Semiring Activation in Neural Networks

TL;DR

This paper introduces semiring-based nonlinear operators as trainable components in neural networks, expanding the algebraic framework and demonstrating their viability in various architectures through experimental validation.

Contribution

It presents a novel class of trainable nonlinear operators based on semirings, generalizing traditional activation functions and enabling new algebraic structures in neural network design.

Findings

Semiring operators can replace traditional activations in neural networks.

Semiring-based activations are viable in fully connected and convolutional neural networks.
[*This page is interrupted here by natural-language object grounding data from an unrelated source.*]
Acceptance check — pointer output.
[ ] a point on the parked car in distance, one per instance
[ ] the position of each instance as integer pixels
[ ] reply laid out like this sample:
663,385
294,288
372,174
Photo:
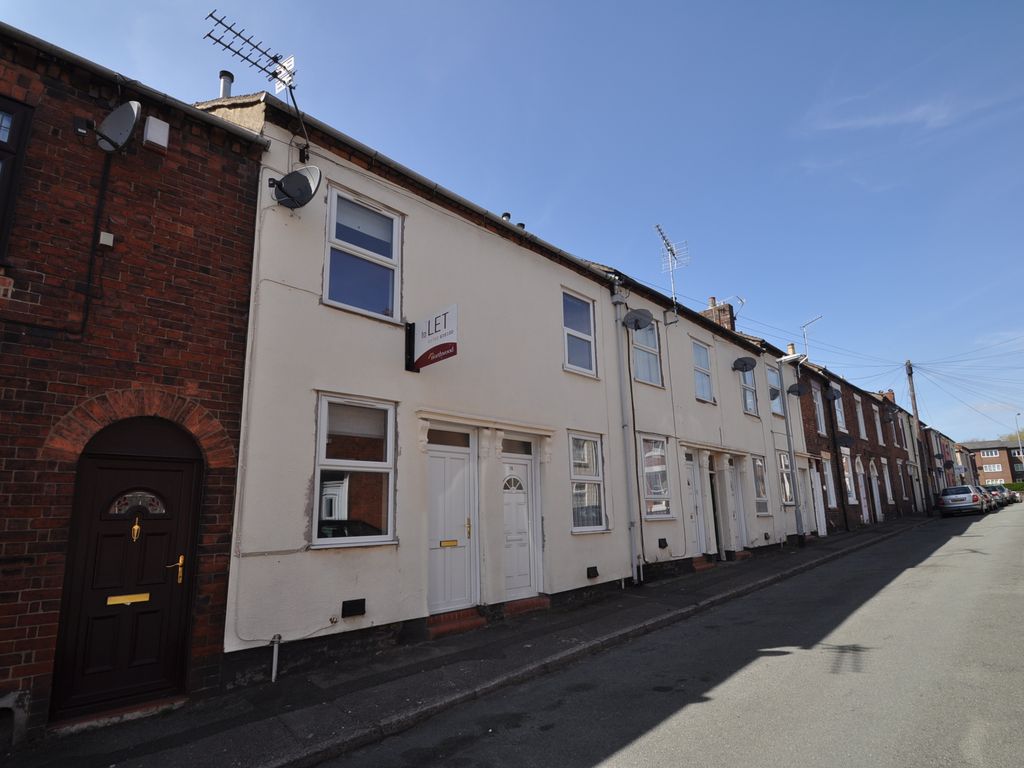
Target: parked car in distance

Trade-offs and challenges of using semiring activations are discussed.

Abstract

We introduce a class of trainable nonlinear operators based on semirings that are suitable for use in neural networks. These operators generalize the traditional alternation of linear operators with activation functions in neural networks. Semirings are algebraic structures that describe a generalised notation of linearity, greatly expanding the range of trainable operators that can be included in neural networks. In fact, max- or min-pooling operations are convolutions in the tropical semiring with a fixed kernel. We perform experiments where we replace the activation functions for trainable semiring-based operators to show that these are viable operations to include in fully connected as well as convolutional neural networks (ConvNeXt). We discuss some of the challenges of replacing traditional activation functions with trainable semiring activations and the trade-offs of doing so.